Background information
- Origin: Australia
- Genres: Film music, comedy
- Years active: 2004–2014
- Members: Boris Conley Jess Ciampa Graeme Leak Shannon Birchall Patrick Cronin Denis Blais (Director)
- Past members: Dan Witton David Hewitt Philip McLeod
- Website: Archived 12 April 2009 at the Wayback Machine

= Spaghetti Western Orchestra =

The Spaghetti Western Orchestra, formerly the Ennio Morricone Experience, were a quintet of musicians who perform music from Spaghetti Westerns, especially the music of Ennio Morricone.

As the Ennio Morricone Experience, they performed at venues such as The Studio in Sydney.

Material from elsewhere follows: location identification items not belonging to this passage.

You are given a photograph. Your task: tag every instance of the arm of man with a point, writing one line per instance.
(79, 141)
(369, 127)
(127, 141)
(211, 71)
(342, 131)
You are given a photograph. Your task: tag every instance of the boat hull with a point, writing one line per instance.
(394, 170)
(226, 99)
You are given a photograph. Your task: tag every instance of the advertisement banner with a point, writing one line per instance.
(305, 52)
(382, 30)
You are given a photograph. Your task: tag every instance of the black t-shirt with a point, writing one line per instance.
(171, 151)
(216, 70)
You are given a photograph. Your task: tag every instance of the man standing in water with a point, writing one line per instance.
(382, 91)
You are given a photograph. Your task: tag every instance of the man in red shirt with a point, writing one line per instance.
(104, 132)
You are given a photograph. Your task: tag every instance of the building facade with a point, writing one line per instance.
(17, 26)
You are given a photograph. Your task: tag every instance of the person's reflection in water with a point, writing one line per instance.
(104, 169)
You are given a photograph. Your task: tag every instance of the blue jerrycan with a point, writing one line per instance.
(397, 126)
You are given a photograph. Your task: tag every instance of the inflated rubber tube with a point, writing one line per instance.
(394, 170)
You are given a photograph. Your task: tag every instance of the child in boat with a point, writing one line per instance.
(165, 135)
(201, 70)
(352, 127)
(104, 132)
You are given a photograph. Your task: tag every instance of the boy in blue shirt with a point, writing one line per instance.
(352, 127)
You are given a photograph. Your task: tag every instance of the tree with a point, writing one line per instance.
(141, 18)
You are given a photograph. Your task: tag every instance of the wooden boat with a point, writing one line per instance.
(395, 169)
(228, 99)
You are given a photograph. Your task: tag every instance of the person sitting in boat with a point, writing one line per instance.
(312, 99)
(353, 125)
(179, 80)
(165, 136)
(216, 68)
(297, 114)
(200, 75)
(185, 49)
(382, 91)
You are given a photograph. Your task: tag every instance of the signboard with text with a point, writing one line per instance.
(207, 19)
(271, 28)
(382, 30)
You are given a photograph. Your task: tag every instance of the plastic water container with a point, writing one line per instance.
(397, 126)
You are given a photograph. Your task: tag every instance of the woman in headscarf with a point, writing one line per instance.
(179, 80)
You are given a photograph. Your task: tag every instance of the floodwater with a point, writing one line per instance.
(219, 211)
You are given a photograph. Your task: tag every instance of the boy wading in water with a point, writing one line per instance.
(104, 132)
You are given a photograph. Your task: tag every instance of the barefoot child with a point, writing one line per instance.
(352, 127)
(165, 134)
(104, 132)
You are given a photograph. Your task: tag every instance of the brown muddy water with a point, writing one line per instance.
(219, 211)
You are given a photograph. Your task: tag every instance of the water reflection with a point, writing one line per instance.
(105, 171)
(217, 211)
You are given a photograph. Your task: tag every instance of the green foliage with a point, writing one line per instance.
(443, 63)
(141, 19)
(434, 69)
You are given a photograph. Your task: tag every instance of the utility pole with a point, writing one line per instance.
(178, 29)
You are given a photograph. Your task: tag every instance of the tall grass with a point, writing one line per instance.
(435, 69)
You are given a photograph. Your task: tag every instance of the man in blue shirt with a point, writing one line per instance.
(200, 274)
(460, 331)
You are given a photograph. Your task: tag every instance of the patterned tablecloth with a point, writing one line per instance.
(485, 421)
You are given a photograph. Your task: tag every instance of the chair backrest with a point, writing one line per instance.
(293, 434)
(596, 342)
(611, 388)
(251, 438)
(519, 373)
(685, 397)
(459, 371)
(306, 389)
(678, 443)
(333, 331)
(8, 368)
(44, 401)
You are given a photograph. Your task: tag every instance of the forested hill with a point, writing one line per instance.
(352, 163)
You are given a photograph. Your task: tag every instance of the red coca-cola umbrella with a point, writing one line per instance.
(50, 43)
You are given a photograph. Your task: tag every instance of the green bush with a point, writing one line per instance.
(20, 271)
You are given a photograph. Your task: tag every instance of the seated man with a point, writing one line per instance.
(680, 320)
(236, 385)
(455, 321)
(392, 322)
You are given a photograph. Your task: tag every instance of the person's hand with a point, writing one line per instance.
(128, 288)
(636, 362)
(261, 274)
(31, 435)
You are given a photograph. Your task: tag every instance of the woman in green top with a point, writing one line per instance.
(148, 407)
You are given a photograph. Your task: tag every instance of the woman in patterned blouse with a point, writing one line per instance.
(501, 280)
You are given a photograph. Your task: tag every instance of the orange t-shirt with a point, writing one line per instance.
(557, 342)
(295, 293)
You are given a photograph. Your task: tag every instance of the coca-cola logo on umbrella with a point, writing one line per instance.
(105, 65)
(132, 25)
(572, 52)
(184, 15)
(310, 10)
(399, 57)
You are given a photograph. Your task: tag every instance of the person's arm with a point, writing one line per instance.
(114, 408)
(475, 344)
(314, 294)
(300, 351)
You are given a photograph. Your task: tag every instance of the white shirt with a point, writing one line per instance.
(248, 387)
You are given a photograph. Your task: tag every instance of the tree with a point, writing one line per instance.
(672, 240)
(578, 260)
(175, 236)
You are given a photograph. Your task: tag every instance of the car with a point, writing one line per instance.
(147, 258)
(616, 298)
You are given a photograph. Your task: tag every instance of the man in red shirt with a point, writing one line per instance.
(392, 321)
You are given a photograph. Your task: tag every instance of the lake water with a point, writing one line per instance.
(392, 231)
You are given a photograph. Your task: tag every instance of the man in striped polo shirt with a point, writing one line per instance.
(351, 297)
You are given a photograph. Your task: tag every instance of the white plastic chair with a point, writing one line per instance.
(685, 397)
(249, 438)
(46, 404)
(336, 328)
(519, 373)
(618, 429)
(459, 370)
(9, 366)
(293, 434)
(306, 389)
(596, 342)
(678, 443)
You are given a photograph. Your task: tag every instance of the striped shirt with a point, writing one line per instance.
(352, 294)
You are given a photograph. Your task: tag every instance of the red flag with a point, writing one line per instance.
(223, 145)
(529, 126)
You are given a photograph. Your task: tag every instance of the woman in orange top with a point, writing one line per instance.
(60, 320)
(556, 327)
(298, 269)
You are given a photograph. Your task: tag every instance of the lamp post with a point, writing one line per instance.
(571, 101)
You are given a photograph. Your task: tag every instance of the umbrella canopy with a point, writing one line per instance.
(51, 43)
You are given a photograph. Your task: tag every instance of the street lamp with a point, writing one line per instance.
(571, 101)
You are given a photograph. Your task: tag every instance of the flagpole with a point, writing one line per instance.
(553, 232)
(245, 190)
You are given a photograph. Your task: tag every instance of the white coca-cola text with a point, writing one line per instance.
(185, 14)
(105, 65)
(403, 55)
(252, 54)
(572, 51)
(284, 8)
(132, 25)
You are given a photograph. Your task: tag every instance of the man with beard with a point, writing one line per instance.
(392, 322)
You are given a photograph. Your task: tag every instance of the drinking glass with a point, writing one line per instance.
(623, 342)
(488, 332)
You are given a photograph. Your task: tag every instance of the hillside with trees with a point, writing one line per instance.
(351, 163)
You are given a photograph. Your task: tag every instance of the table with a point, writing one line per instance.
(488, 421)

John Shand, reviewing their act in 2004, praised its inventive humour, saying that their "versatility is a constant surprise and regular source of laughs."

They premiered their current act at the Montreal Jazz Festival in 2007, were successful at the Edinburgh Festival, and have toured the world with this show in which they re-enact the music and incidents of famous Spaghetti Westerns, such as For a Few Dollars More and Once Upon a Time in the West, using a variety of unusual musical instruments such as the theremin and Foley sound effects such as a duck call.

John Lewis of The Guardian reviewed their performance at the Queen Elizabeth Hall in October 2009, saying that, while the storyline and comedy didn't work perfectly, their musicianship and the strong theme made this "an endearing, impressive show".

They performed at the Royal Albert Hall in the 2011 season of the BBC Proms on 14 August. Hugo Shirley, reviewing for the Daily Telegraph, praised their "imaginative exuberance" and observed that they were more successful in engaging the audience than the BBC Concert Orchestra, which had performed Spaghetti Western music as an encore in their earlier prom performance of film music that day.